Elite League: Pszczoły nie przejmują się remisem z Wilkami

 / Coventry Bees
/ Coventry Bees

Piątkowe spotkanie brytyjskiej Elite League pomiędzy Coventry Bees a Wolverhampton Wolves miało dramatyczny przebieg. Pszczoły przed ostatnią gonitwą wieczoru prowadziły czterema punktami, ale ostatecznie nie udało im się odnieść zwycięstwa w tym pojedynku.

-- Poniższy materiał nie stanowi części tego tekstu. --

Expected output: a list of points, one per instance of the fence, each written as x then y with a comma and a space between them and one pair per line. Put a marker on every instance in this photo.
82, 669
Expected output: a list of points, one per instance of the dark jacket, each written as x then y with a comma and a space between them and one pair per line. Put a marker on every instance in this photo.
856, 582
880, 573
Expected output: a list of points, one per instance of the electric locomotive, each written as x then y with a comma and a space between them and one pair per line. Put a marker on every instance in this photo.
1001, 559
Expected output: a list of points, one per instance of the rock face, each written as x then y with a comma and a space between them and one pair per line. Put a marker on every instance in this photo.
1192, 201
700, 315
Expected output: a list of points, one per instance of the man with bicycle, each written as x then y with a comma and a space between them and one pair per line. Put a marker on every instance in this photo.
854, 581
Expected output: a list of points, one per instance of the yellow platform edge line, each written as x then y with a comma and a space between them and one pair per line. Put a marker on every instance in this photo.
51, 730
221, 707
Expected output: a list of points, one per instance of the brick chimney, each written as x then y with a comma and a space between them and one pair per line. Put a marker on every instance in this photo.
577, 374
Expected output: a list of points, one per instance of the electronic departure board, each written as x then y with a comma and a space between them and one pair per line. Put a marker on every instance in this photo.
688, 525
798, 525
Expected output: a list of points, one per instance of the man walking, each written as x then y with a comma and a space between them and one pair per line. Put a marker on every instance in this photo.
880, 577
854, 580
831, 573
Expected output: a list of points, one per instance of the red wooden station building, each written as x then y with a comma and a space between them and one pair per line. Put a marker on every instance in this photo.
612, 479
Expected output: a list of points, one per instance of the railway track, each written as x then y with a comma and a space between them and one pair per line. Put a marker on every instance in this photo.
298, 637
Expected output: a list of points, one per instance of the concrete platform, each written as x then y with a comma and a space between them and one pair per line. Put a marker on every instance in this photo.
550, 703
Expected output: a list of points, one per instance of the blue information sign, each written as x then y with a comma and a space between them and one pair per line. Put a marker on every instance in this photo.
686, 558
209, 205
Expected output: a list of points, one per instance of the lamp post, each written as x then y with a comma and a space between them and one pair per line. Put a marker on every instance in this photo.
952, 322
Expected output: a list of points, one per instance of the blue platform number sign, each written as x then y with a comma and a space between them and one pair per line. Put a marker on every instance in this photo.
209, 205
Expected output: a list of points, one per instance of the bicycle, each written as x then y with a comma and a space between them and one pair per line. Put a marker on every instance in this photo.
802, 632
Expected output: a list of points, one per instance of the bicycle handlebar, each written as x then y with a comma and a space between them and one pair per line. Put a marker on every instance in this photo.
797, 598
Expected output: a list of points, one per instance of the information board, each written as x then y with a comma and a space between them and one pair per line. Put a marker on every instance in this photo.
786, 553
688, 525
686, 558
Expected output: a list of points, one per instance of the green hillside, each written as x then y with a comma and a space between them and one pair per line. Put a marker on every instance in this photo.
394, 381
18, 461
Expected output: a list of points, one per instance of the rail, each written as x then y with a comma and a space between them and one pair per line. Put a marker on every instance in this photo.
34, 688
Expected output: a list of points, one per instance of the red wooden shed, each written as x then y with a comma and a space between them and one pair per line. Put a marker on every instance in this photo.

W finałowej odsłonie para gości Peter Karlsson - Fredrik Lindgren pokonała podwójnie duet gospodarzy Edward Kennett - Chris Harris i mecz zakończył się remisem 45:45. - Nie da się ukryć, że powinniśmy wygrać to spotkanie, ale niestety stało się inaczej. Pocieszający jest jedynie fakt, że wywalczyliśmy jeden punkt i powiększyliśmy naszą przewagę nad Peterborough. Jesteśmy troszkę rozczarowani, ale cieszymy się również, że w ostatnich kilku spotkaniach wygrywaliśmy pomimo nieobecności kontuzjowanego Rory'ego Schleina - powiedział Peter Oakes, menadżer Coventry Bees.

Pszczoły w chwili obecnej zajmują 3. miejsce w tabeli najwyższej klasy rozgrywkowej na Wyspach, mając 3 punkty przewagi nad The Lakeside Hammers oraz 4 nad Peterborough Panthers, które odjechało jednak jak na razie o jeden mecz mniej. Do fazy play-off awansują cztery najlepsze ekipy po rundzie zasadniczej. - Myślę, że ten remis nie zmniejszył naszych szans na udział w play off - dodał Oakes.

Coventry za remis na własnym torze zainkasowało zaledwie 1 punkt meczowy. Według nowych przepisów Elite League, za remis na wyjeździe przyznawane są 2 "oczka", co w pełni satysfakcjonuje ekipę z Wolverhampton. - To było niesamowite widowisko i bardzo się cieszymy, że możemy dopisać sobie teraz 2 duże punkty - powiedział Peter Karlsson, kapitan Wilków.

W 6. gonitwie piątkowego meczu, "PK" miał kolizję z Chrisem Harrisem, w wyniku której ucierpiała kostka Szweda. - Byłem pewien, że złamałem kostkę - wystarczy popatrzeć na siniaka, który mi wyskoczył - dodał Karlsson. 39-latek dokończył spotkanie, zmagając się z potwornym bólem, co nie przeszkodziło mu jednak w zdobyciu 12 punktów i wygraniu gonitwy decydującej o losach pojedynku.

Po horrorze na Brandon Stadium, Wilki zajmują 2. miejsce w tabeli Elite League i mają 5-punktową stratę do Swindon Robins.